Die Monarchie erweist sich als widerstandsfähig. Zwar wird dem ehemaligen britischen Prinzen Andrew sexueller Missbrauch vorgeworfen. Zwar hat das Königshaus lange zugewartet mit dem Entzug von Titeln und Privilegien – und doch geht niemand davon aus, dass der Skandal die britische Monarchie in Bedrängnis bringen wird.
«Mir scheint, dass wir Skandale verzeihen, wenn wir mit der Monarchie insgesamt zufrieden sind und sie erhalten wollen», sagt die britische Historikerin und Monarchie-Expertin Kate Williams. Es gebe jedoch eine andere Entwicklung, die der Monarchie gefährlich werden könnte.
Doch der Reihe nach. Ein Dutzend Monarchen gibt es in Europa, und trotz unzähliger Skandale und der hohen Kosten vieler Königshäuser erreichen die meisten Zustimmungswerte, von denen gewählte Politikerinnen und Politiker nur träumen können.
Warum Monarchien trotz Skandalen beliebt bleiben
Denn die Monarchie ist das Chamäleon unter den Staatsformen. Immer wieder hat sie sich gesellschaftlichen Trends und politischen Gegebenheiten angepasst. Früher hielten die Monarchen Hof, heute haben sie Millionen von Followern auf Instagram und Facebook. Früher erschienen sie gottähnlich, heute geben sie sich als Volksdiener.

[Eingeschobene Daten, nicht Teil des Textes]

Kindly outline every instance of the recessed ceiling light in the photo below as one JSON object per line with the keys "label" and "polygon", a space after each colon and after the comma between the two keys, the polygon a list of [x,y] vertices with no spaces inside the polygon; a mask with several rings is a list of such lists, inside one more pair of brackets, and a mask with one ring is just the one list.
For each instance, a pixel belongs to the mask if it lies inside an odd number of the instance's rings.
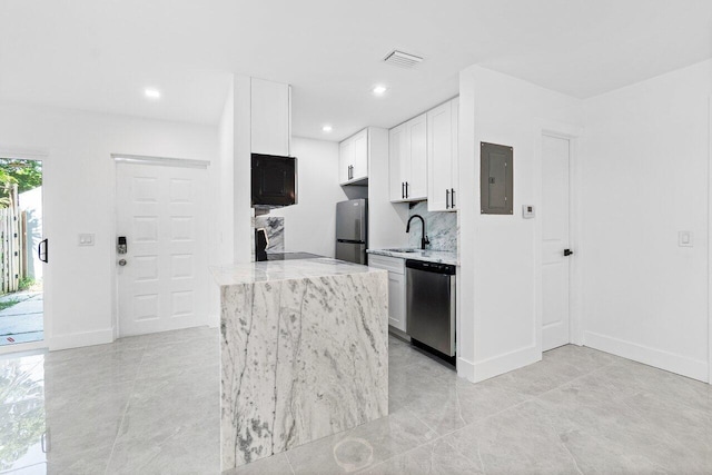
{"label": "recessed ceiling light", "polygon": [[160,99],[160,91],[158,89],[148,88],[144,91],[149,99]]}
{"label": "recessed ceiling light", "polygon": [[376,96],[383,96],[387,90],[388,88],[383,85],[374,86],[374,95]]}

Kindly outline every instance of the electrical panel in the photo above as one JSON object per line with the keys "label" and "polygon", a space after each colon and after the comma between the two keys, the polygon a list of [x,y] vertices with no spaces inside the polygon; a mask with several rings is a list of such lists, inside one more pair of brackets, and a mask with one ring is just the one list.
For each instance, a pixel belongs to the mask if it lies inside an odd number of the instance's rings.
{"label": "electrical panel", "polygon": [[483,215],[514,214],[514,148],[479,145],[479,202]]}

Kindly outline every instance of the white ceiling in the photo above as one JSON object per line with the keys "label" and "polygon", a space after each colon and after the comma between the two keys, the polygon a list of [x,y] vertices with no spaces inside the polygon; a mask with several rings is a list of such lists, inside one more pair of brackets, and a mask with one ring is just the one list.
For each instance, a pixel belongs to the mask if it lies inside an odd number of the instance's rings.
{"label": "white ceiling", "polygon": [[231,71],[291,83],[294,133],[330,140],[455,96],[473,63],[585,98],[708,58],[710,0],[0,3],[0,100],[217,123]]}

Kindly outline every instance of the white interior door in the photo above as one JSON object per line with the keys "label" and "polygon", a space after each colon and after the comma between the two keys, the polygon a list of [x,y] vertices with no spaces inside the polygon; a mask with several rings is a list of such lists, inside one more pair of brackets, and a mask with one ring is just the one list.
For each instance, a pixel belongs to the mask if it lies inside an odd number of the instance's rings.
{"label": "white interior door", "polygon": [[128,247],[117,254],[120,336],[207,324],[206,175],[117,162],[117,237]]}
{"label": "white interior door", "polygon": [[570,343],[570,142],[542,137],[542,349]]}

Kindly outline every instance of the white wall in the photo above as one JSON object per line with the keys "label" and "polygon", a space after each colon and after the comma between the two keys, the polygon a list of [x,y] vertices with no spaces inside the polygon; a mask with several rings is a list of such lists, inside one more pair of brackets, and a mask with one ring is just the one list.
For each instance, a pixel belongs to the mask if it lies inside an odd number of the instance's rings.
{"label": "white wall", "polygon": [[408,204],[390,202],[388,130],[370,127],[368,133],[368,247],[406,247]]}
{"label": "white wall", "polygon": [[[43,149],[46,335],[52,349],[113,338],[115,162],[111,154],[212,160],[217,129],[73,110],[0,106],[0,148]],[[96,236],[79,247],[78,234]]]}
{"label": "white wall", "polygon": [[273,209],[285,218],[285,250],[334,257],[336,204],[348,199],[338,185],[338,144],[291,138],[298,159],[297,205]]}
{"label": "white wall", "polygon": [[[541,121],[580,125],[577,99],[471,67],[461,72],[458,373],[482,380],[541,358],[534,220]],[[514,215],[479,214],[479,142],[514,147]]]}
{"label": "white wall", "polygon": [[702,380],[710,95],[712,60],[584,102],[585,344]]}

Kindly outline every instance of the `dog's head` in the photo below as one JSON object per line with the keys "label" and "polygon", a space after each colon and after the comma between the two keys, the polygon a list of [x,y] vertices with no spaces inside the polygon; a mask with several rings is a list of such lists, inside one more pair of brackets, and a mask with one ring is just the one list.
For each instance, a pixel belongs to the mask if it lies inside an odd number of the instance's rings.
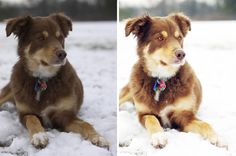
{"label": "dog's head", "polygon": [[47,17],[17,17],[7,21],[6,35],[18,37],[20,57],[41,66],[61,66],[66,63],[64,40],[72,23],[64,14]]}
{"label": "dog's head", "polygon": [[[191,29],[190,20],[182,13],[167,17],[143,16],[128,20],[125,34],[138,39],[138,55],[152,76],[168,78],[185,63],[183,38]],[[158,69],[166,74],[160,74]],[[164,73],[162,70],[162,73]]]}

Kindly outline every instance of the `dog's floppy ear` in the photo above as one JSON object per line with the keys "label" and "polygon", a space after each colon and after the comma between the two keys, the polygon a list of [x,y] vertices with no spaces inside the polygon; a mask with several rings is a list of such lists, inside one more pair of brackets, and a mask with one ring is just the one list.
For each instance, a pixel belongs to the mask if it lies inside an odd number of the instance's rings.
{"label": "dog's floppy ear", "polygon": [[151,20],[148,15],[129,19],[125,26],[125,36],[127,37],[132,33],[137,37],[142,37],[149,29]]}
{"label": "dog's floppy ear", "polygon": [[50,16],[59,24],[64,36],[67,37],[69,31],[72,31],[71,19],[63,13],[55,13]]}
{"label": "dog's floppy ear", "polygon": [[6,20],[7,26],[6,26],[6,35],[7,37],[13,33],[17,37],[19,37],[21,34],[23,34],[25,31],[27,31],[27,25],[32,20],[31,16],[22,16],[22,17],[16,17]]}
{"label": "dog's floppy ear", "polygon": [[174,13],[171,14],[170,17],[178,24],[183,35],[186,36],[188,31],[191,30],[190,19],[183,13]]}

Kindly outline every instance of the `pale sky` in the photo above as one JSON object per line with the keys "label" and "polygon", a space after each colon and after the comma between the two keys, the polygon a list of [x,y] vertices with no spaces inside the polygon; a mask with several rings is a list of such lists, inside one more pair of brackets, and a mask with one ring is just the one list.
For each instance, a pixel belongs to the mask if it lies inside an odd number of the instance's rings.
{"label": "pale sky", "polygon": [[[130,7],[150,7],[160,2],[160,0],[119,0],[121,6],[130,6]],[[176,0],[176,1],[184,1],[184,0]],[[213,3],[215,0],[198,0],[200,2]]]}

Die meisten europäischen Monarchien sind mittlerweile parlamentarische: Die Macht liegt beim Parlament und der Regierung, der König ist Symbolfigur. Anders in Liechtenstein oder Monaco, wo die Monarchen noch immer Macht ausüben. So kann Erbprinz Alois in Liechtenstein neue Gesetze mit seinem Veto verhindern.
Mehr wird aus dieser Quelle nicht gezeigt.